Brillouin scattering is the physical effect used for sensing temperature and deformation. Brillouin interaction is illustrated in a simplified way in Figure 2: the Electro-Magnetic (EM) field of the lightwave injected in the fibre (pump light) has both electrical field (E) and magnetic field (B) components.
When the lightwave (pump wave) propagates in a physical medium such as the glass of the fibre, the electrical field (E) interacts with the material by changing the material density through the electro-striction effect. The striction pattern then generates vibration waves (phonons), this at the expenses of the energy of the pump light that gets its energy reduced. The effect also implies that a vibration wave (phonon) which is present in the material interacts with the EM field through energy exchange. The mechanical deformation pattern interacting with the pulsed light (phonons) can survive only for a limited amount of time (a lifetime of the nanosecond order). This energy exchange between vibrations (phonons) and the optical pump EM field (photons) gives rise to generation of photons (EM waves) with different energies (frequencies), i.e. light-waves with wavelength (‘colour’) shifted with respect to that of the pump light. This is called the Brillouin effect.
The most likely Brillouin scattering process is the “Stokes” interaction in which the pump light looses energy in order to create the mechanical waves (phonons), and the scattered light thus results red-shifted (lower optical frequencies) with respect to the pump. A mirror process, in which a pump photon gets energy from a pre-existing mechanical wave (excited phonon) increasing the photon energy (frequency blue-shift) is as well possible although with lower probability, and it is named “anti-Stokes” Brillouin interaction.
In order to efficiently generate Brillouin scattering, the spectral purity combined with the intensity of the pump light must create a regular and strong pattern of electrostriction.
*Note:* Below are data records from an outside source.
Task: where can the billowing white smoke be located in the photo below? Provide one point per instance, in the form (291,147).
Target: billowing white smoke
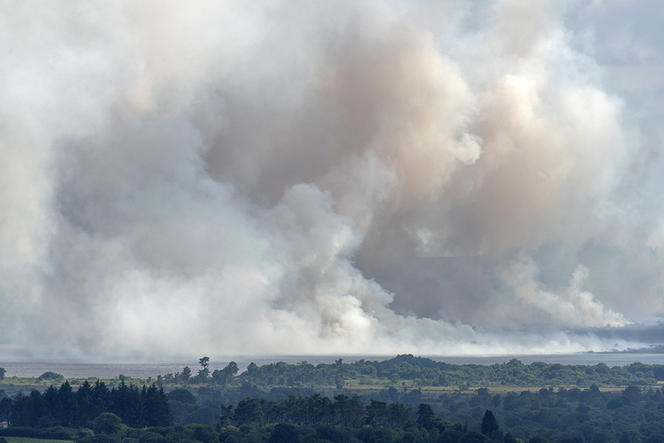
(182,178)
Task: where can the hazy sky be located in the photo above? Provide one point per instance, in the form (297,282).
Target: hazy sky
(298,177)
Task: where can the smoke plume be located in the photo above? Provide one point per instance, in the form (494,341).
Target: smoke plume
(232,177)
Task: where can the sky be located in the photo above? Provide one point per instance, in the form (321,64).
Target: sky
(314,177)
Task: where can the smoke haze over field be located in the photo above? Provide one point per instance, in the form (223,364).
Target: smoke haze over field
(347,177)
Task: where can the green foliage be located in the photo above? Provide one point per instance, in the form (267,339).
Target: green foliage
(418,371)
(107,423)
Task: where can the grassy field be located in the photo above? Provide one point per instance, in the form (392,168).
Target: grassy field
(33,440)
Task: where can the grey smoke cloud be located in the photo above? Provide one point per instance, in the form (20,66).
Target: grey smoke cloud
(260,178)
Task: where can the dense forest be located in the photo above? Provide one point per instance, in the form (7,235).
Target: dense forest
(421,371)
(63,406)
(399,402)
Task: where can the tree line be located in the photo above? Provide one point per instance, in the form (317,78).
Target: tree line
(419,371)
(144,406)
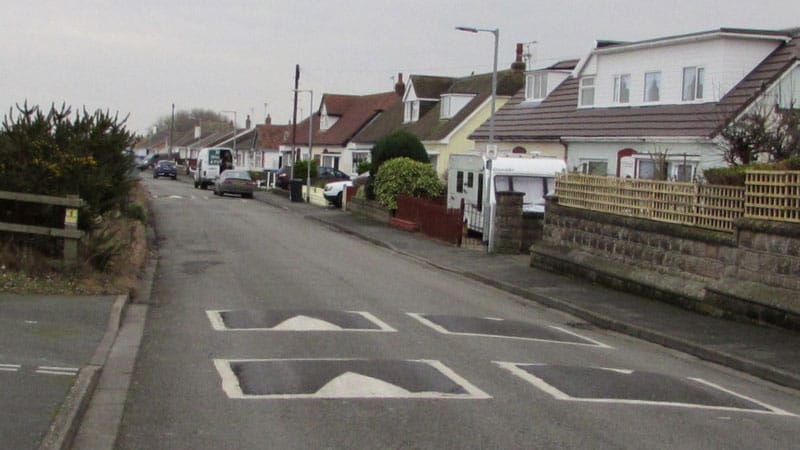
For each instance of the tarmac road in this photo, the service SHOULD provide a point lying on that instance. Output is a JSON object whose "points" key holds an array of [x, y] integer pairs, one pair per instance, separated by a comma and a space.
{"points": [[447, 363]]}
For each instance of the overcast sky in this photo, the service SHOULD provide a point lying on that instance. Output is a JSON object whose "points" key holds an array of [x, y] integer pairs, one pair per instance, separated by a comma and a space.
{"points": [[139, 57]]}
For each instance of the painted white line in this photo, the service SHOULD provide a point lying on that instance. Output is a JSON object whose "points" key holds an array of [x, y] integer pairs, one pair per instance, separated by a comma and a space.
{"points": [[301, 323], [63, 369], [580, 336], [440, 329], [55, 372], [349, 385], [559, 395], [10, 367], [777, 411]]}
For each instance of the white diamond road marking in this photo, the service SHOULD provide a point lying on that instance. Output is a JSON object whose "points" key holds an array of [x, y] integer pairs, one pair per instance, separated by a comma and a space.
{"points": [[349, 385], [300, 323], [559, 395], [590, 342]]}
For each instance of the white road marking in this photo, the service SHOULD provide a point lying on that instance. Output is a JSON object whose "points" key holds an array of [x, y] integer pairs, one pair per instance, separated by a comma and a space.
{"points": [[49, 370], [301, 323], [440, 329], [559, 395], [9, 367], [349, 385]]}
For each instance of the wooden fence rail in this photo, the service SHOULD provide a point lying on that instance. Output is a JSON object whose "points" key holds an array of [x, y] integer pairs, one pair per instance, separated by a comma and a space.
{"points": [[773, 195], [704, 206], [70, 232]]}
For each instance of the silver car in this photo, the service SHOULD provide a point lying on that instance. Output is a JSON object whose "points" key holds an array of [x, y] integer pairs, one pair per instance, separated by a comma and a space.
{"points": [[234, 182]]}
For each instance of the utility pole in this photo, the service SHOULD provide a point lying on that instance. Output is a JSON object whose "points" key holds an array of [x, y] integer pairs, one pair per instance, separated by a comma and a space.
{"points": [[171, 129], [294, 115]]}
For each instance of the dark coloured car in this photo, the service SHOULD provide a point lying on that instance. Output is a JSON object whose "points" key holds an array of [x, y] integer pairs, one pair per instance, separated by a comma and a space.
{"points": [[165, 169], [235, 182]]}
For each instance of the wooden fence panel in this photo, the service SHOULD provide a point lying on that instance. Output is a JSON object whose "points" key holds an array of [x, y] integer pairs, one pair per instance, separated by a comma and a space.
{"points": [[773, 195]]}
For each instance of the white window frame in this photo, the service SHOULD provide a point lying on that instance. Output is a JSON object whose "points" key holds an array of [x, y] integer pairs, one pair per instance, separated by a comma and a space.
{"points": [[584, 90], [411, 111], [618, 85], [536, 86], [698, 91], [657, 76]]}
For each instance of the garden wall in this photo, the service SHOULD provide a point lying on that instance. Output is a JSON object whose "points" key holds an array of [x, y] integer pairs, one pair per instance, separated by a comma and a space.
{"points": [[753, 272]]}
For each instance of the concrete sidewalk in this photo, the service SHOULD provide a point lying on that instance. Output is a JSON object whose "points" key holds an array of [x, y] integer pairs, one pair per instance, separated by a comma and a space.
{"points": [[769, 353]]}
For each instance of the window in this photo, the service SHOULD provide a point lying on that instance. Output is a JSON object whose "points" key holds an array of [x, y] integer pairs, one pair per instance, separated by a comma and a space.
{"points": [[358, 158], [411, 111], [587, 91], [789, 90], [622, 88], [652, 86], [693, 83], [595, 168], [536, 86]]}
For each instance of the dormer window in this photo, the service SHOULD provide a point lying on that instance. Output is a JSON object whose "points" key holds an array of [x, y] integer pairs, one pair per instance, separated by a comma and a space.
{"points": [[451, 104], [652, 86], [587, 91], [536, 86], [622, 88], [411, 113], [693, 80]]}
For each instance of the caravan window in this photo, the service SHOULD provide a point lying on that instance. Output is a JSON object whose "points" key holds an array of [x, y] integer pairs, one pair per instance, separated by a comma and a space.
{"points": [[535, 189]]}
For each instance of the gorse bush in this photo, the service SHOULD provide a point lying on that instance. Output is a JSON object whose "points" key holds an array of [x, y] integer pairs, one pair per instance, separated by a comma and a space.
{"points": [[61, 153], [406, 176]]}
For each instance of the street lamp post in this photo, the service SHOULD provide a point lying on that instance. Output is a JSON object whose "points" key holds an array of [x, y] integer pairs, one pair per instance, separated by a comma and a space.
{"points": [[310, 134], [491, 147], [235, 151]]}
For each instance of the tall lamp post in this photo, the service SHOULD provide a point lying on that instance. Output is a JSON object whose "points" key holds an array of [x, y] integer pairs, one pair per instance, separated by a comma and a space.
{"points": [[491, 147], [310, 135], [235, 151]]}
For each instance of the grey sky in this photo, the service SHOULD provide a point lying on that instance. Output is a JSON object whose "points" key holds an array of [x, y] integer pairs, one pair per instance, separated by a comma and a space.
{"points": [[139, 57]]}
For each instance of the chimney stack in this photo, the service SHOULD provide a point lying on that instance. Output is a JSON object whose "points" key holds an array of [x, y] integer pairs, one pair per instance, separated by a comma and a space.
{"points": [[518, 65], [400, 87]]}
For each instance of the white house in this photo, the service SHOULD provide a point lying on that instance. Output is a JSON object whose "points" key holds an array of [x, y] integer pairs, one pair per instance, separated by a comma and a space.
{"points": [[628, 103]]}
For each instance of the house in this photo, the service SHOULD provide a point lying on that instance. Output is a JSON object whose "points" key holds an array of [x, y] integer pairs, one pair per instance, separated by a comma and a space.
{"points": [[333, 125], [627, 104], [442, 112]]}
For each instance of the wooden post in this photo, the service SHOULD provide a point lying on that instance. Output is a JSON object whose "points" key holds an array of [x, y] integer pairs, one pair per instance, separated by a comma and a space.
{"points": [[70, 244]]}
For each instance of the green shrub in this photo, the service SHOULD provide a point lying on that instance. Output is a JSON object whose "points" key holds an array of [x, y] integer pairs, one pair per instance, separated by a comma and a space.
{"points": [[399, 144], [364, 167], [301, 169], [406, 176]]}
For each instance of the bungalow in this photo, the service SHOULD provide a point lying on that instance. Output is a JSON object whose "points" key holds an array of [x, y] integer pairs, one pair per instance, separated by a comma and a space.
{"points": [[442, 112], [627, 104], [339, 118]]}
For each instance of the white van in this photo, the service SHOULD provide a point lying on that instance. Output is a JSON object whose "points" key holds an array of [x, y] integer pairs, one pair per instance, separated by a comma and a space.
{"points": [[210, 163], [533, 175]]}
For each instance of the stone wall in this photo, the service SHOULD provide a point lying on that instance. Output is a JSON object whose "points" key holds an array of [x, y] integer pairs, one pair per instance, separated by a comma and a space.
{"points": [[754, 272]]}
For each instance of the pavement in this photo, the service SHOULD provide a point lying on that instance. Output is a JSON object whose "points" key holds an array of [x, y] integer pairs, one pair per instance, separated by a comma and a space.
{"points": [[92, 407]]}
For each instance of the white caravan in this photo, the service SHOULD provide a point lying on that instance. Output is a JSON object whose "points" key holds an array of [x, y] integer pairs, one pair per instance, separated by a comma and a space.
{"points": [[535, 176], [210, 163]]}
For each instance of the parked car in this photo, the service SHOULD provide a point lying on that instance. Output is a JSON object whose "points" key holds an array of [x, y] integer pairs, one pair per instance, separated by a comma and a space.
{"points": [[234, 182], [165, 168], [334, 191]]}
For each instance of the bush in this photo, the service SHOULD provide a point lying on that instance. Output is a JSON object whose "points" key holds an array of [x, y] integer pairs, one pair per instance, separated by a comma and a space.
{"points": [[61, 153], [301, 169], [395, 145], [406, 176], [364, 167]]}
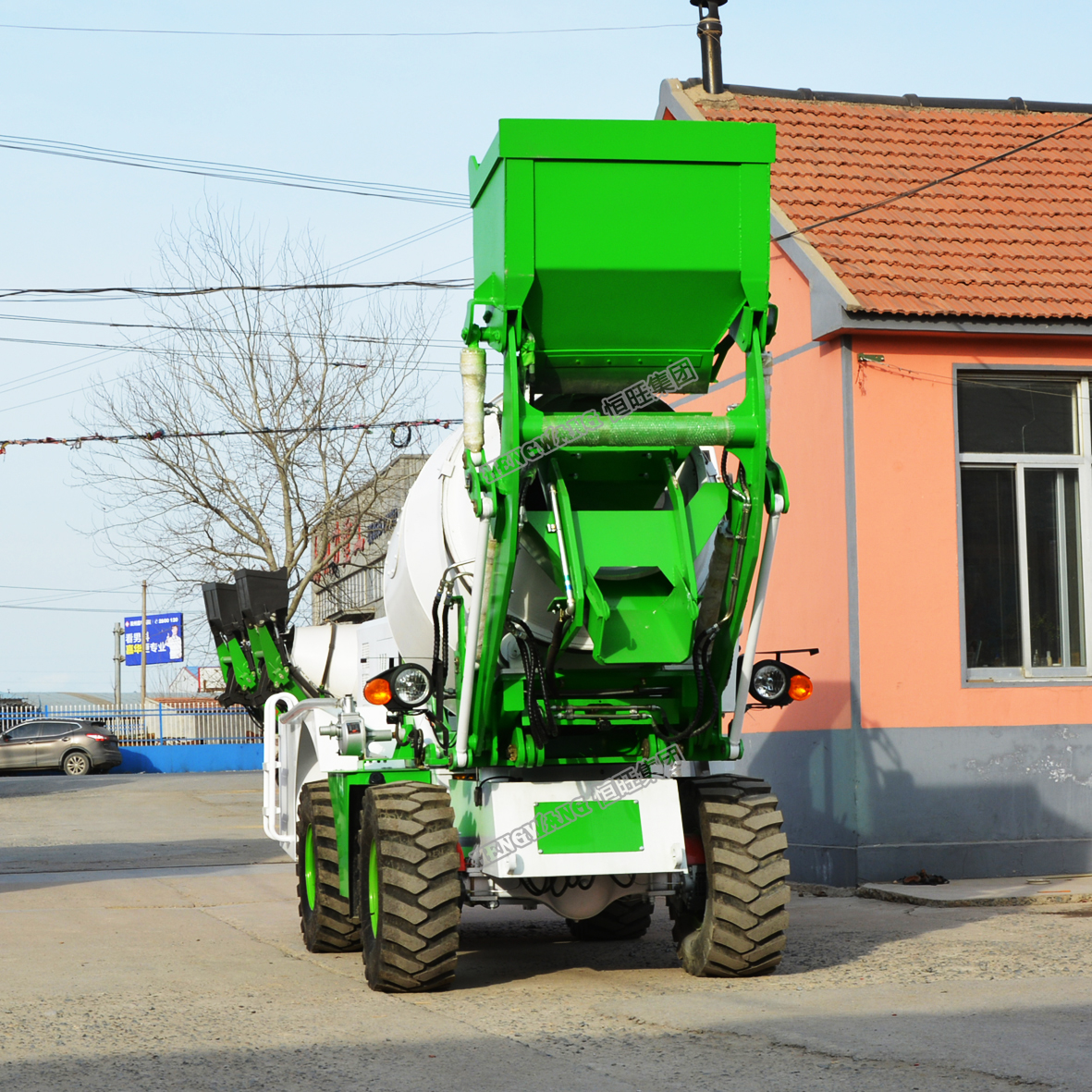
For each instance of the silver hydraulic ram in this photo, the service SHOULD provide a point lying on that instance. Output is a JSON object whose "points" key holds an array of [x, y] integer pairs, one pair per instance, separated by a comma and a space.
{"points": [[472, 369], [742, 687]]}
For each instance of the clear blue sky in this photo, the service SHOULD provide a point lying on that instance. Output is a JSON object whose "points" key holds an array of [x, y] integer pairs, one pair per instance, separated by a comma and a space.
{"points": [[393, 109]]}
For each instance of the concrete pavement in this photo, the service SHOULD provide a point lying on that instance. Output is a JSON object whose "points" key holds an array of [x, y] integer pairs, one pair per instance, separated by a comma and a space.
{"points": [[194, 977]]}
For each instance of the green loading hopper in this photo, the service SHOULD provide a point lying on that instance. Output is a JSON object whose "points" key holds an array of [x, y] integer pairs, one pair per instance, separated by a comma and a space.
{"points": [[627, 245]]}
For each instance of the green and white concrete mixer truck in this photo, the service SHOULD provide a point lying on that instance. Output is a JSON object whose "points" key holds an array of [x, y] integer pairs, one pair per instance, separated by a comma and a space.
{"points": [[549, 711]]}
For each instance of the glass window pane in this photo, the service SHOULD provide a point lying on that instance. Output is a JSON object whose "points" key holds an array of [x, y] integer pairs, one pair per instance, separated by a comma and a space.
{"points": [[1034, 416], [1074, 590], [990, 579], [1044, 607], [1056, 605]]}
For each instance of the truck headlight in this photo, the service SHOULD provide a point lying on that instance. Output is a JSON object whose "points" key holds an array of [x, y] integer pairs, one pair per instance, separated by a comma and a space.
{"points": [[402, 688], [774, 682], [411, 685]]}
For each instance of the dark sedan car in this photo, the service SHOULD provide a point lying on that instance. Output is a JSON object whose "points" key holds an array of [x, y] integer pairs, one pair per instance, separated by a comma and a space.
{"points": [[77, 747]]}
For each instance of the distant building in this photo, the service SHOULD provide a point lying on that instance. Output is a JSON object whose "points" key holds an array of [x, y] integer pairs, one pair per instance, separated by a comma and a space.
{"points": [[350, 589]]}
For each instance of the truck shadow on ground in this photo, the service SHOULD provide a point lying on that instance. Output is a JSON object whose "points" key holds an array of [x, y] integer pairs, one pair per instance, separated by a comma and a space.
{"points": [[879, 804], [84, 863], [501, 946]]}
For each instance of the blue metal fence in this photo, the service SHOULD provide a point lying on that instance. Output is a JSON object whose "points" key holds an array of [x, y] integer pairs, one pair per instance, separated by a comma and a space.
{"points": [[156, 724]]}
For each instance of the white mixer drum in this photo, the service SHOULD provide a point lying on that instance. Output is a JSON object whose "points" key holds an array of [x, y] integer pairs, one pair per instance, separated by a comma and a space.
{"points": [[436, 529]]}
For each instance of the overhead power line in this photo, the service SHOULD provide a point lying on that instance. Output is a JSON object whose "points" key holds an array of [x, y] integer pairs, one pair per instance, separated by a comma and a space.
{"points": [[342, 34], [19, 607], [199, 330], [160, 434], [176, 293], [233, 172], [936, 181]]}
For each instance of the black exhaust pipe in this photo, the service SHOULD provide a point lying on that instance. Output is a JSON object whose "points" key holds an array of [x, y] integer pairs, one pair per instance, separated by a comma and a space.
{"points": [[709, 31]]}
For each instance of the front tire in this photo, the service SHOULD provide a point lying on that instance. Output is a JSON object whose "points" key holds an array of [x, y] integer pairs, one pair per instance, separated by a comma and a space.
{"points": [[410, 889], [324, 912], [731, 924], [627, 918]]}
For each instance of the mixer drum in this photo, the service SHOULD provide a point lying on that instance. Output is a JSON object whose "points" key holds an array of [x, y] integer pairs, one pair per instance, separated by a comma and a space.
{"points": [[436, 530]]}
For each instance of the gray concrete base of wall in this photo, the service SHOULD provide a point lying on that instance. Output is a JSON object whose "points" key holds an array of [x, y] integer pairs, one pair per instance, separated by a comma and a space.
{"points": [[874, 804]]}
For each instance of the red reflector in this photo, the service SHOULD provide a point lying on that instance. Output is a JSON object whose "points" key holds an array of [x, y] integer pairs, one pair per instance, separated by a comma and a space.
{"points": [[694, 851]]}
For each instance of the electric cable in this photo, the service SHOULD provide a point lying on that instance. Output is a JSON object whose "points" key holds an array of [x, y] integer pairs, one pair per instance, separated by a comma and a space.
{"points": [[160, 434], [343, 34], [454, 283], [231, 172]]}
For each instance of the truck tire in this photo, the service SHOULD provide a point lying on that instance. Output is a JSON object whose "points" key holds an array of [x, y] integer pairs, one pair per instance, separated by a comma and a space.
{"points": [[627, 918], [410, 888], [324, 912], [731, 924]]}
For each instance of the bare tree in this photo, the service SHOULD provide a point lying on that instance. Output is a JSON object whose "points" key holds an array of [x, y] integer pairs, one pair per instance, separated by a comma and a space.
{"points": [[284, 369]]}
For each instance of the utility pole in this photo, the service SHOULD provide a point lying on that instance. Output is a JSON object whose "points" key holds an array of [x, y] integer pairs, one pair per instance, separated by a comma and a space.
{"points": [[143, 644], [118, 661]]}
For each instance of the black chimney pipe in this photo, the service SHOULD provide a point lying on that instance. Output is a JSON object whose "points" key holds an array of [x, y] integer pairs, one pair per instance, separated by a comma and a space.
{"points": [[709, 31]]}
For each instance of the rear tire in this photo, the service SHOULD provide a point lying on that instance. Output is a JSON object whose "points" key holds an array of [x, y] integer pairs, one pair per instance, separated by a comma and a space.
{"points": [[731, 924], [77, 764], [324, 912], [410, 888], [626, 918]]}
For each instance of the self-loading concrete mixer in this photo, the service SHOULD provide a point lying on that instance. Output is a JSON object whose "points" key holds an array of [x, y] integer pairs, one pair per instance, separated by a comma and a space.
{"points": [[548, 713]]}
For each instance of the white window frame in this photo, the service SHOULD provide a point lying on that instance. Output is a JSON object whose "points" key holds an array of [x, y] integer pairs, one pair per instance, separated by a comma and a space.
{"points": [[1019, 463]]}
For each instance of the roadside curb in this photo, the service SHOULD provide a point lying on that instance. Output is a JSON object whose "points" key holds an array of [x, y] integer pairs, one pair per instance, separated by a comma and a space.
{"points": [[1015, 891]]}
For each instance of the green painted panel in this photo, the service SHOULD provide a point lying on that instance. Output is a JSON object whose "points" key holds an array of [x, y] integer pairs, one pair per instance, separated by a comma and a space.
{"points": [[602, 828], [634, 141]]}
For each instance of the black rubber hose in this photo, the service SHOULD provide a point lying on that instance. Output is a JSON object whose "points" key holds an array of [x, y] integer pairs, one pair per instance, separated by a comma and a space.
{"points": [[555, 649]]}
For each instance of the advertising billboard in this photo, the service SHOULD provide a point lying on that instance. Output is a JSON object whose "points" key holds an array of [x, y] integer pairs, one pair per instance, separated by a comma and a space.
{"points": [[164, 639]]}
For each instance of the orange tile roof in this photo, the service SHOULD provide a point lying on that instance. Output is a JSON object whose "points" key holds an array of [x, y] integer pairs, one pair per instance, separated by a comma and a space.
{"points": [[1012, 239]]}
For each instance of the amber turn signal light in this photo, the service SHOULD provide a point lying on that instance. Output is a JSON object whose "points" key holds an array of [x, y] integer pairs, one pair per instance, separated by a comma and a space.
{"points": [[800, 688], [378, 692]]}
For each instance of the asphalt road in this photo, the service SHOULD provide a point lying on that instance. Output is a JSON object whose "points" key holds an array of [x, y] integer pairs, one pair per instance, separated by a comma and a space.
{"points": [[146, 943]]}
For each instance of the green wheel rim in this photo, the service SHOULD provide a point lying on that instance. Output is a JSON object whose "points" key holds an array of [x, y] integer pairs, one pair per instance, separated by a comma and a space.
{"points": [[310, 874], [374, 888]]}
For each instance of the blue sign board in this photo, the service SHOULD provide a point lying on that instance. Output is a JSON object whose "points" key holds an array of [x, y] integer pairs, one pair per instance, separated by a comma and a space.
{"points": [[164, 639]]}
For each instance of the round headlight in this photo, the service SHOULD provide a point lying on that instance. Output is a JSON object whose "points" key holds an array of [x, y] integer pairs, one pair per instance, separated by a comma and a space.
{"points": [[411, 686], [769, 682]]}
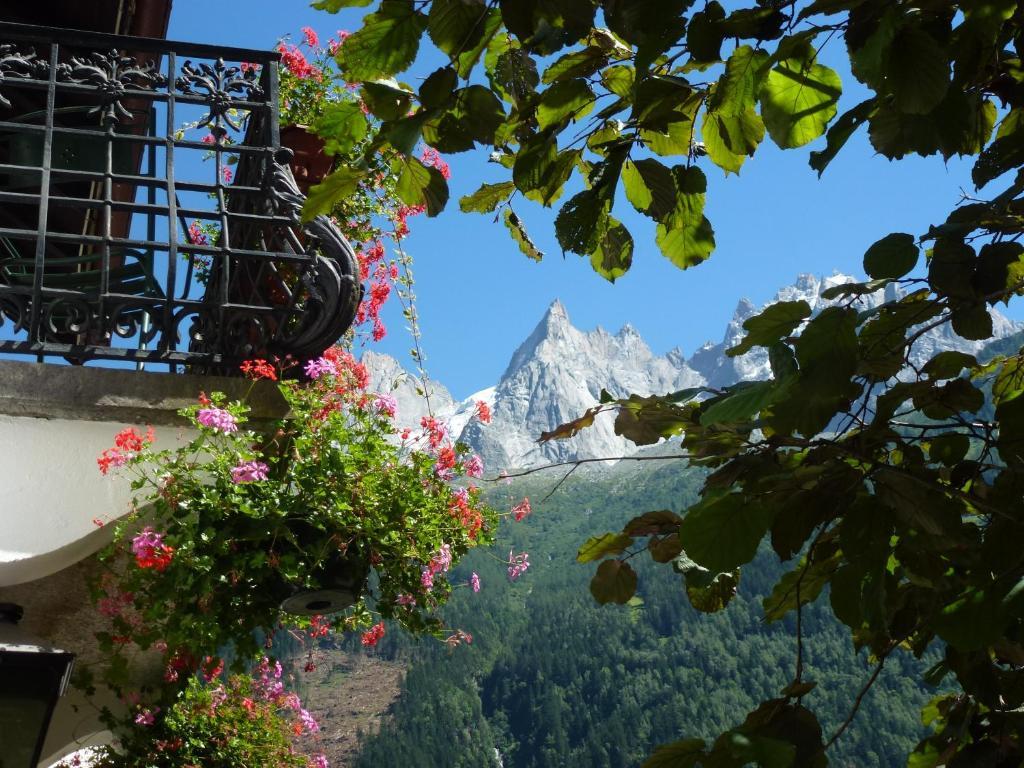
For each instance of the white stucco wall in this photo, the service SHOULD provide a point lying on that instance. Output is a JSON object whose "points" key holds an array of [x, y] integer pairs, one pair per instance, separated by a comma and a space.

This translates into some constraints on the pump lightwave in terms of maximum linewidth and minimum power threshold.
The Brillouin effect arises from a excitation/dis-excitation process in which some EM energy is temporarily stored in a shoert-lifetime mechanical form, and it can turn back into EM energy spontaneously, as well as a stimulated effect, i.e. consequentially to a “resonance” stimulus, in a conceptually similar way to other physical excitation/dis-excitation processes such as fluorescence and light amplification [1].
The characteristics of Brillouin scattering depend essentially on fiber glass properties (e.g. refractive index, density etc.). Since these are strongly influenced by optical fiber temperature and deformation, it is then straightforward that by measuring the fiber Brillouin scattering characteristics it is possible to reliably estimate the optical fiber temperature and deformation conditions.
[1] EP Ippen, RH Stolen, Stimulated Brillouin scattering in optical fibers, Applied Physics Letters, 21[5], p. 539, (1989).